2. Verify Node Labels
Check the labels of the node to confirm the availability zone or other
attributes: kubectl describe node <node-name> Ensure the node's labels
match the zone requirements for the Persistent Volume (PV).
3. Inspect the Persistent Volume (PV) Node Affinity
Check the node affinity rules defined on the PV to confirm they are restricted
to the correct zone. kubectl describe pv <pod-name> Look for the node
affinity section in the PV definition and verify the specified zone.

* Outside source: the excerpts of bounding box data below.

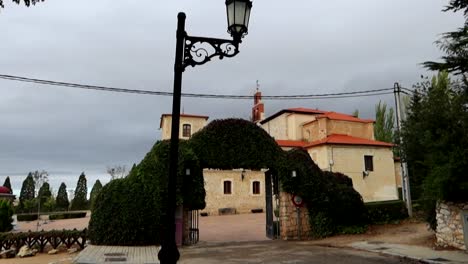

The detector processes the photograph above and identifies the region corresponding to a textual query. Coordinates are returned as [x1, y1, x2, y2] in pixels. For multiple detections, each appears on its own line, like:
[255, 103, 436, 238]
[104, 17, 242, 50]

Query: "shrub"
[16, 214, 37, 222]
[189, 118, 283, 169]
[279, 149, 366, 237]
[89, 141, 205, 246]
[49, 212, 86, 220]
[365, 200, 408, 224]
[0, 200, 13, 232]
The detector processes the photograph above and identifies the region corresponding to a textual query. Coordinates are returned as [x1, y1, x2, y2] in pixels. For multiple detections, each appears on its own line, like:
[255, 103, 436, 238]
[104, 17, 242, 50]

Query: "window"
[364, 156, 374, 171]
[252, 181, 260, 194]
[223, 181, 232, 194]
[182, 124, 192, 137]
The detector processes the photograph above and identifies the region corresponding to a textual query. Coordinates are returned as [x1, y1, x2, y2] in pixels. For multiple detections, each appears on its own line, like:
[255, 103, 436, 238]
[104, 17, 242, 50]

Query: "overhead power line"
[0, 74, 393, 100]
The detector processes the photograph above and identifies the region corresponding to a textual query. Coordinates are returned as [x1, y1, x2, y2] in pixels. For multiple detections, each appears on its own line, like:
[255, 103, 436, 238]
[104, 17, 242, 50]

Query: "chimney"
[252, 81, 265, 123]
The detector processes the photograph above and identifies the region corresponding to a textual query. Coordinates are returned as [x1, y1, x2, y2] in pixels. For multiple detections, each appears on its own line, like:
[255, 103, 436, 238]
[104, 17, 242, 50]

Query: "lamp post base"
[158, 243, 180, 264]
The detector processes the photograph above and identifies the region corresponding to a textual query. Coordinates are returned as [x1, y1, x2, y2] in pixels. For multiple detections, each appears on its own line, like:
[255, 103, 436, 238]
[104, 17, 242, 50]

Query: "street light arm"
[183, 35, 239, 69]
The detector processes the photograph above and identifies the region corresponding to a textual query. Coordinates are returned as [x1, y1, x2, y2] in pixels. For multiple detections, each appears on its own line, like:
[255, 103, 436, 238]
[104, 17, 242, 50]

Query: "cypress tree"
[55, 182, 70, 211]
[89, 180, 102, 209]
[19, 172, 35, 209]
[70, 172, 88, 210]
[3, 176, 13, 194]
[37, 182, 52, 208]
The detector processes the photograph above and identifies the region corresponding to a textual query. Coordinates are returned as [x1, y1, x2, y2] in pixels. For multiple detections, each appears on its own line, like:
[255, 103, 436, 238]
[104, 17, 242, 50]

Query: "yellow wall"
[201, 169, 265, 215]
[394, 161, 401, 188]
[308, 145, 398, 202]
[322, 118, 374, 140]
[161, 116, 207, 140]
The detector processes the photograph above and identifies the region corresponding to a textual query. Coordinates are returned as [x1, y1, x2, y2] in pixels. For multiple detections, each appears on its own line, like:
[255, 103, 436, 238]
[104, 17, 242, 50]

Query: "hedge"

4. Identify and Resolve Conflicts
Case 1: Pod Scheduled in the Wrong Zone
If the pod is scheduled in a different zone than the PV, update the pod’s
scheduling rules to match the PV’s zone. Add a nodeSelector or affinity rule in
the pod definition (pod.yaml): spec: nodeSelector:
topology.kubernetes.io/zone: <desired-zone>
Case 2: PV Node Affinity Incompatibility
If necessary, adjust the PV's node affinity rules to be compatible with both
zones. Then, update the PV configuration to include all required zones.
5. Verify Binding
After making changes, check if the pod successfully binds to the PV: kubectl get
pods kubectl describe pod nginx-pod
6. Portworx Volume Placement Strategies
Additionally, by specifying rules for placing volumes and replicas near
eachother you can use Portworx.,
Portworx allows to define VolumePlacementStrategies
that can help avoid volume node affinity conflicts. For instance, if your
application relies on multiple volumes and they are distributed over multiple
nodes, it will have latency issues. You can avoid this by creating a
VolumePlacementStrategy that will place all the volumes on the same node.

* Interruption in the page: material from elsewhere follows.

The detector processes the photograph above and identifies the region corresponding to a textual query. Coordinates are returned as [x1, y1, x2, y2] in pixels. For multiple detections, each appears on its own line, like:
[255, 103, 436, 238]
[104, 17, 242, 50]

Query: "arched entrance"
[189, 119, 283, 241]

apiVersion: portworx.io/v1beta2 kind: VolumePlacementStrategy metadata: name: webserver-volume-affinity spec: volumeAffinity: - matchExpressions: - key: app operator: In values: - webserver
How To Avoid The Error
-
Consistent Node Labeling: Ensure all nodes in the cluster have
consistent and accurate labels for topology (e.g., zones, regions). -
Regular Validation: Periodically audit the cluster’s node labels,
storage classes, and PV definitions to ensure alignment. -
Topology-Aware Storage Configuration: Use the storage classes and
provisioners that respect topology constraints and align with pod scheduling
requirements. -
Monitor Cloud Provider Settings: Regularly monitor the cloud
provider's settings and ensure that nodes' labels are correctly set up for
accurate Kubernetes scheduling. -
Deferred Volume Binding: Configure the storage class with
volumeBindingMode: WaitForFirstConsumer to delay volume binding until a pod
is scheduled. This ensures that PVs are provisioned in the correct topology,
preventing scheduling conflicts.
Conclusion
The "volume node affinity conflict" error highlights the importance of aligning
your pod scheduling, PV configuration, and PVC binding rules in Kubernetes. This
issue commonly arises in scenarios with topology-aware scheduling, particularly
in multi-AZ or hybrid environments. Ensuring proper node labeling, configuring
pod affinity/anti-affinity rules, and using solutions like Portworx to manage
volume placement dynamically with
topology awareness
can help in avoiding the error in the future.